A note on problems in the Trans-Pacific Partnership trade negotiations.
The Obama administration still doesn’t have legal negotiating authority – called Trade Promotion Authority or “fast track” – something only the Congress can provide. And Congress is so far NOT moving ahead with the required legislation.
Canadian officials keep saying “Don’t worry. Be happy. It’s just a formality”. I don’t believe that.
I’ve been saying for months that it doesn’t make sense to negotiate with the Americans when they haven’t got the green light from Congress.
We don’t even know if the light will be green or orange – or maybe even red.
Finally, official Washington is starting to admit the truth. Here is a report from World Trade On-Line posted yesterday. It’s a wake-up call.
A senior adviser to President Obama last week publicly acknowledged that the administration is in a tough position because the lack of Trade Promotion Authority (TPA) makes it hard to conclude ongoing trade negotiations such as the Trans-Pacific Partnership (TPP), while at the same time complicating TPA passage since members of Congress are reluctant to approve a bill without knowing the content of any future trade deals that would be covered.
This was confirmed by Commerce Secretary Pritzker and Ag Secretary Vilsack in the same report.
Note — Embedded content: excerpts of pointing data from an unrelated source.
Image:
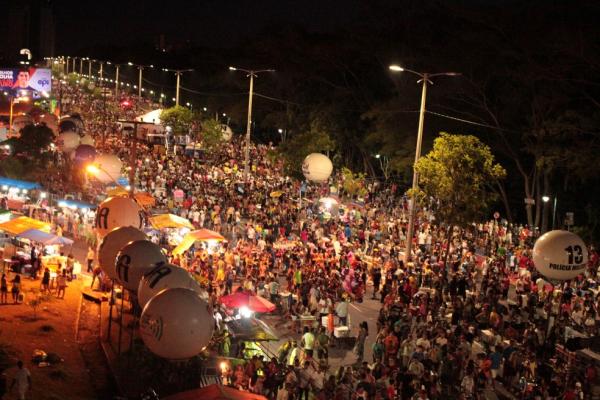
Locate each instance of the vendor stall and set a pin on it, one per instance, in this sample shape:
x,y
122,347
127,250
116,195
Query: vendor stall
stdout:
x,y
21,224
202,235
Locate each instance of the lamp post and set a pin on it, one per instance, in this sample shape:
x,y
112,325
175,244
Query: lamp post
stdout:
x,y
425,79
178,73
117,81
140,69
251,74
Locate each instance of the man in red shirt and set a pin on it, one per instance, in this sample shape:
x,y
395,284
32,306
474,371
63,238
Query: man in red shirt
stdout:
x,y
391,349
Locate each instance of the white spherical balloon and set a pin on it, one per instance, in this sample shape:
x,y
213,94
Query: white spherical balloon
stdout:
x,y
227,132
112,243
176,324
166,276
118,211
137,259
317,167
87,139
51,121
67,141
560,255
109,168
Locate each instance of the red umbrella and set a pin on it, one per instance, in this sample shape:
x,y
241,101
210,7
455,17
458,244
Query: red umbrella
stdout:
x,y
254,303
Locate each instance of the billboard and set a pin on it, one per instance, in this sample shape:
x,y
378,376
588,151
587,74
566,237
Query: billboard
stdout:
x,y
29,81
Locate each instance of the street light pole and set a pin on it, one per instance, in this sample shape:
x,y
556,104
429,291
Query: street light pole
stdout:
x,y
425,78
251,74
554,212
248,130
178,73
415,186
140,81
117,81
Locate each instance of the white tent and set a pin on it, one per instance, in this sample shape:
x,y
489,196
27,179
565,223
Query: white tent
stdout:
x,y
153,117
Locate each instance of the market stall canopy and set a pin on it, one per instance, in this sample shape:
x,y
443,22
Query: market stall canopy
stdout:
x,y
144,199
75,204
21,224
152,117
242,299
201,235
163,221
18,183
215,392
250,330
47,239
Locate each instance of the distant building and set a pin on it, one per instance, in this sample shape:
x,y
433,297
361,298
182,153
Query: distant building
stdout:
x,y
30,25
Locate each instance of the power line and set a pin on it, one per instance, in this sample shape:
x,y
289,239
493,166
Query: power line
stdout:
x,y
471,122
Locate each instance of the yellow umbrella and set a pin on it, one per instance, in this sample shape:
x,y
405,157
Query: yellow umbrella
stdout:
x,y
201,235
163,221
21,224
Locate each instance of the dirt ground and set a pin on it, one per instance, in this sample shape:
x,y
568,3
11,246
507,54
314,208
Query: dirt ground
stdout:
x,y
53,330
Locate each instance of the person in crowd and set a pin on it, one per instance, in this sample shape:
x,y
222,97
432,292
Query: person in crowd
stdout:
x,y
61,284
22,380
16,288
3,289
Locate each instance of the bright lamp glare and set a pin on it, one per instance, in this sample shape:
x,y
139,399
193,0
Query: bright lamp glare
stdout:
x,y
92,169
245,312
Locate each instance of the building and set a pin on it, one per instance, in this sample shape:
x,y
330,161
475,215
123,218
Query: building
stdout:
x,y
30,25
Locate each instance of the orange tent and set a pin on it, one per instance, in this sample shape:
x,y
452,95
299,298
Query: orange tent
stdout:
x,y
216,392
21,224
201,235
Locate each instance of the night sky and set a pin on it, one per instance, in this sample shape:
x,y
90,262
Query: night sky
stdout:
x,y
215,23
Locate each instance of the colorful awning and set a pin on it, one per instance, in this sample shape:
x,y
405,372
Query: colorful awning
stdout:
x,y
21,224
163,221
201,235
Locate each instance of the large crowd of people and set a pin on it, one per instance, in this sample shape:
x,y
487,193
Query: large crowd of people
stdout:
x,y
468,315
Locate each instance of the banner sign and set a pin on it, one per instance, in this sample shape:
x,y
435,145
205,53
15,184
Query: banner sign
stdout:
x,y
32,82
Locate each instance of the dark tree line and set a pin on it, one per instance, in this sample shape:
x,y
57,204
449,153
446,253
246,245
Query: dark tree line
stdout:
x,y
530,89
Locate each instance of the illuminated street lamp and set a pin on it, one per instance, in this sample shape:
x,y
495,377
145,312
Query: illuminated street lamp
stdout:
x,y
425,78
251,74
178,73
140,69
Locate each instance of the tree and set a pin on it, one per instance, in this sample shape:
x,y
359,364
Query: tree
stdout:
x,y
34,140
353,183
459,173
179,118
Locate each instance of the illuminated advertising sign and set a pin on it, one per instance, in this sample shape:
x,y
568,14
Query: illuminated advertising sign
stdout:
x,y
30,81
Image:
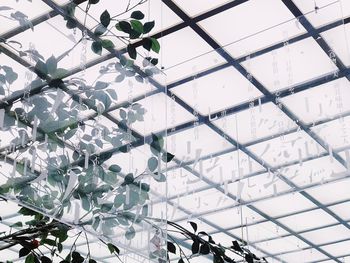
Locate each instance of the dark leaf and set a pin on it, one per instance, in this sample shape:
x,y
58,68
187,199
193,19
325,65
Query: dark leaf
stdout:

World Trade On-Line says that those comments contradict previous statements by Obama administration officials about the lack of TPA not being an obstacle in the TPP negotiations.
My view is that even if TPA is passed, it will likely not be until AFTER the mid-term US elections this fall. And my other prediction is that any TPA will require Congressional oversight over each step in the negotiations.
This would mean Canada and the other TPP countries are in effect negotiating with the Congress and not with the Obama administration.
The whole point of fast-track – going back to the 1970s – was to overcome that problem.